9. The method for allocating IoT device resources on an industrial cloud platform according to claim 8, characterized in that, The resource allocation results are obtained by analyzing cloud-edge collaborative resource data, resource allocation issues, solutions, and current preprocessing requirements. Specifically, this includes the following steps: Based on cloud-edge collaborative resource data, resource allocation issues and solutions, a resource adjustment and allocation scheme is obtained by adapting and adjusting the resource requirements according to the current preprocessing needs. The resource allocation plan is verified based on the access node switching situation to obtain the resource allocation result.

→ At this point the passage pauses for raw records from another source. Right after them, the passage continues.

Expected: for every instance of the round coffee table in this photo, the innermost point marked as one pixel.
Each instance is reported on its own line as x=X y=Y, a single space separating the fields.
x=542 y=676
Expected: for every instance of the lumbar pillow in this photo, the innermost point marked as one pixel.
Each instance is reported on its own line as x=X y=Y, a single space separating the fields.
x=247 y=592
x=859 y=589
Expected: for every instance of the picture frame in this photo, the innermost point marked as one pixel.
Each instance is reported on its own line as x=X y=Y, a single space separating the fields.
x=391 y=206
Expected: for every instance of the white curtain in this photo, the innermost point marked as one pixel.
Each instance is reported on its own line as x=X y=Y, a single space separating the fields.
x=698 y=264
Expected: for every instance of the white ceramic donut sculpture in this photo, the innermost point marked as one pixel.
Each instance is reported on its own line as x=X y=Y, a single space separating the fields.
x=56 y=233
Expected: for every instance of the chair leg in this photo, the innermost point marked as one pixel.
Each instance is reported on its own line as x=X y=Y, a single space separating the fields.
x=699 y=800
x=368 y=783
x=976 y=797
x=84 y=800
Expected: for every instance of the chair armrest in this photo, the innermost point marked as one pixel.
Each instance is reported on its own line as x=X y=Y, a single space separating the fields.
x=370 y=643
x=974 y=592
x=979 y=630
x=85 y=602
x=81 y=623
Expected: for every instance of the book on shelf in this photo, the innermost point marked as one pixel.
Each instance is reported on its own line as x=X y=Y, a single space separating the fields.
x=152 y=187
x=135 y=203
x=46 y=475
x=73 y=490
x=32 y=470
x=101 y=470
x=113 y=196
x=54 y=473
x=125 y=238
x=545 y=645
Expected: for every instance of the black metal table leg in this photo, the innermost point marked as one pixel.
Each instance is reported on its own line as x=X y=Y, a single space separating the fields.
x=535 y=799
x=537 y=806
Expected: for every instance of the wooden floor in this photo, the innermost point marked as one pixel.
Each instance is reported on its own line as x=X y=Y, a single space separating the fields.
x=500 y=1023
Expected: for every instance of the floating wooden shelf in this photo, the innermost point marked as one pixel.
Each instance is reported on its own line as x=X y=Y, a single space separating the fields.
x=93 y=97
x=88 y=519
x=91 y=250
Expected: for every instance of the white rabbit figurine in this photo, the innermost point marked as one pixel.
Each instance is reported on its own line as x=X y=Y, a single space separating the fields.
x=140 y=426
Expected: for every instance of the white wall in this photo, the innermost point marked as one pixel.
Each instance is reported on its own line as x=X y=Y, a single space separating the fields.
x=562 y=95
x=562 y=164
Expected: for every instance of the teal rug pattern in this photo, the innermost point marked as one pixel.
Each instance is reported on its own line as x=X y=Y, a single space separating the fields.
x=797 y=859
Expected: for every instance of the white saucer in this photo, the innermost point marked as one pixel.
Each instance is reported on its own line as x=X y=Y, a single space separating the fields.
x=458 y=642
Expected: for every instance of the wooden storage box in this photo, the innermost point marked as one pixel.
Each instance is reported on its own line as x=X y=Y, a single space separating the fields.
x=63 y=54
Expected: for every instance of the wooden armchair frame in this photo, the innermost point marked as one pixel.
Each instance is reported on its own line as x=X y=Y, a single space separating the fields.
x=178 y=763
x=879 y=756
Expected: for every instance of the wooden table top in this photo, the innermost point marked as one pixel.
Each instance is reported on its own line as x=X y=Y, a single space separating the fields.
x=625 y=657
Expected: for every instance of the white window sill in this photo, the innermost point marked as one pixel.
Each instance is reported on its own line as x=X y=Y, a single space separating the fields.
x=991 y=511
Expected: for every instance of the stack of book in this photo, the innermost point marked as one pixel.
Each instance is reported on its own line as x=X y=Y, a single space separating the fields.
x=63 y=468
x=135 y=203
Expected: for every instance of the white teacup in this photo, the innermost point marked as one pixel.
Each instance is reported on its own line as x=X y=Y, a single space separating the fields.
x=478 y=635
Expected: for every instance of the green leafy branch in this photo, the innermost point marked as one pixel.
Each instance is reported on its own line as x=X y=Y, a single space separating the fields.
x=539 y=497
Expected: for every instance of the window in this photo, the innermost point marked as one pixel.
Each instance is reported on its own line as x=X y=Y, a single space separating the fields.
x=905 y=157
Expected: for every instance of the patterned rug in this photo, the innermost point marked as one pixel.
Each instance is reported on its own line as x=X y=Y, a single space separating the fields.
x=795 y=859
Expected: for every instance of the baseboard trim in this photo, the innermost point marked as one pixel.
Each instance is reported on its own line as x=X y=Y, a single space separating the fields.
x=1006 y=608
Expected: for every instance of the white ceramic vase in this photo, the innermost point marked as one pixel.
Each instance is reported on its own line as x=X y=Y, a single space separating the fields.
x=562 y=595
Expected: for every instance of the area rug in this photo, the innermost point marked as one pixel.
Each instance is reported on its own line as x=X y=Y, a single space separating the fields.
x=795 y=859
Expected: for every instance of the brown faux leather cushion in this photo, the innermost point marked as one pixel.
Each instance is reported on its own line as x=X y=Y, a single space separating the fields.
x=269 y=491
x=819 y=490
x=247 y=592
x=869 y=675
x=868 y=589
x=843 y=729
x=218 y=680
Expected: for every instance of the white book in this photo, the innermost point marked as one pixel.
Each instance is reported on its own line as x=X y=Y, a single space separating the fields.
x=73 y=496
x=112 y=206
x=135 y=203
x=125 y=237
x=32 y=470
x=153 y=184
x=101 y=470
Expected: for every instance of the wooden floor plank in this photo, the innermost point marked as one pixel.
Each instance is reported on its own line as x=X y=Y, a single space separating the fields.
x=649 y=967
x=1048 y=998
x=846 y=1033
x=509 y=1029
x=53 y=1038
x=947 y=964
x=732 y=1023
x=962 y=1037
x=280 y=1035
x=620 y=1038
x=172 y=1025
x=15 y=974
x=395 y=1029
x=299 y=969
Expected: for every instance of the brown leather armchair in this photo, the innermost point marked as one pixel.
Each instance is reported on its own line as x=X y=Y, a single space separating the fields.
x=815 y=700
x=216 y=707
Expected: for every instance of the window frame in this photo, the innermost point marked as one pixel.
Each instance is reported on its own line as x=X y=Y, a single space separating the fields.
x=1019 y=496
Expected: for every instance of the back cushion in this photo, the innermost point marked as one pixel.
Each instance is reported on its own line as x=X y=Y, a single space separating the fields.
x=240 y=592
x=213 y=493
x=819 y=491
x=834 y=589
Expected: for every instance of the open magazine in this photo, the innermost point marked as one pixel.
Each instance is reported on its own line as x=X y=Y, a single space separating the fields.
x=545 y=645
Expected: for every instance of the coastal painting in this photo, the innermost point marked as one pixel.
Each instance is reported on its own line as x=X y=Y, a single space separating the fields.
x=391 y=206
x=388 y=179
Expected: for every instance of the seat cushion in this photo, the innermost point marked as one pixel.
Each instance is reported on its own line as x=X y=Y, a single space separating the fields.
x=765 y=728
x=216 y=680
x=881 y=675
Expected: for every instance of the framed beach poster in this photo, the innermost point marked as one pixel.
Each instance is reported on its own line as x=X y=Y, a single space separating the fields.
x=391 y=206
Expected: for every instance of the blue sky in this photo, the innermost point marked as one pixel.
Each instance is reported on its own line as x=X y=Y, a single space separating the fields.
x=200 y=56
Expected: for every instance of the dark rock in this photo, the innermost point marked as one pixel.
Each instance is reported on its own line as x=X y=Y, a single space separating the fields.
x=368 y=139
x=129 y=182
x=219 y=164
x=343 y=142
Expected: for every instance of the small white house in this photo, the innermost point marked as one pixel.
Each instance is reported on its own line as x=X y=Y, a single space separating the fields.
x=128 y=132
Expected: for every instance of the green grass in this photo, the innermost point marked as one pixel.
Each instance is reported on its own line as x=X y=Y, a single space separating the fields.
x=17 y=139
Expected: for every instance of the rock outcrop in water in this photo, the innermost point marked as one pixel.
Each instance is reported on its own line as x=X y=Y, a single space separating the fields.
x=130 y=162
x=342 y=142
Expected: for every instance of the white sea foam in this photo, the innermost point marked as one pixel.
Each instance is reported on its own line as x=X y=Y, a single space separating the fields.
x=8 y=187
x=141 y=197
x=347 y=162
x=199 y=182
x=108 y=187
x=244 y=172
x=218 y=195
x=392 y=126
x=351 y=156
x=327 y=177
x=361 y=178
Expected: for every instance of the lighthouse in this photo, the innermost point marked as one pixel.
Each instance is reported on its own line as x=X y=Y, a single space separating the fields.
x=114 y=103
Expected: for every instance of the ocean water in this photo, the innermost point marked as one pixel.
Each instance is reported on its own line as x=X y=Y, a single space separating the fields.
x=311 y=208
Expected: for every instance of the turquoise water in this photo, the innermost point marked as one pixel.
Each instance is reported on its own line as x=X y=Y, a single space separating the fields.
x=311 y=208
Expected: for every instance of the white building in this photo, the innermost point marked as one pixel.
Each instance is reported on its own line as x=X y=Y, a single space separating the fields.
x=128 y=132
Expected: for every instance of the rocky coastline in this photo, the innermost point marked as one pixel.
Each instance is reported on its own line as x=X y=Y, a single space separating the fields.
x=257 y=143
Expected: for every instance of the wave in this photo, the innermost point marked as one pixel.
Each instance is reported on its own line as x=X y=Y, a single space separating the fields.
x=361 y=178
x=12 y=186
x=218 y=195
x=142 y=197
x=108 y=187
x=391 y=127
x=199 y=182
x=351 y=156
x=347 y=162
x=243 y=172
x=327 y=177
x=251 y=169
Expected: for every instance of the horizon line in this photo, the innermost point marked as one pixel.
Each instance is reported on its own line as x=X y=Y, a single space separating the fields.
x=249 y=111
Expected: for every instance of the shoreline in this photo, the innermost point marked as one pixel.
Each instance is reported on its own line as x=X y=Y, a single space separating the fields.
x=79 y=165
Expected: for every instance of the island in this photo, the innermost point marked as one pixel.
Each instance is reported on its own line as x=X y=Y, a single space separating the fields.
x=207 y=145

10. An IoT device resource allocation system for an industrial cloud platform, applied to the IoT device resource allocation method for an industrial cloud platform as described in any one of claims 1 to 9, characterized in that, include: Acquisition module: Acquires target requirement information and access information of IoT devices to be configured on the network, wherein the target requirement information includes the device requirement type, and the access information includes the initial access node and the target transmission link; First extraction module: Extracts features from the target requirement information to obtain the first preprocessed requirement features; Judgment module: Extracts cloud-edge collaborative resource data associated with the initial access node and the target transmission link, and judges the access node switching status of the IoT device to be configured based on the cloud-edge collaborative resource data; Processing module: Based on the access node switching status, historical collaborative resource data, historical demand index errors, and the first preprocessing demand characteristics, the current preprocessing demand characteristics are obtained to correspond to the current switching status. The second extraction module extracts historical objective feature data, historical feature data, and historical preprocessing requirement features from historical distribution network feature data; wherein, the historical objective feature data includes resource allocation imbalance and fault report data during historical operation. Output module: After processing and analyzing historical objective feature data, historical feature data, historical preprocessing requirement features, and current preprocessing requirement features, output resource allocation results.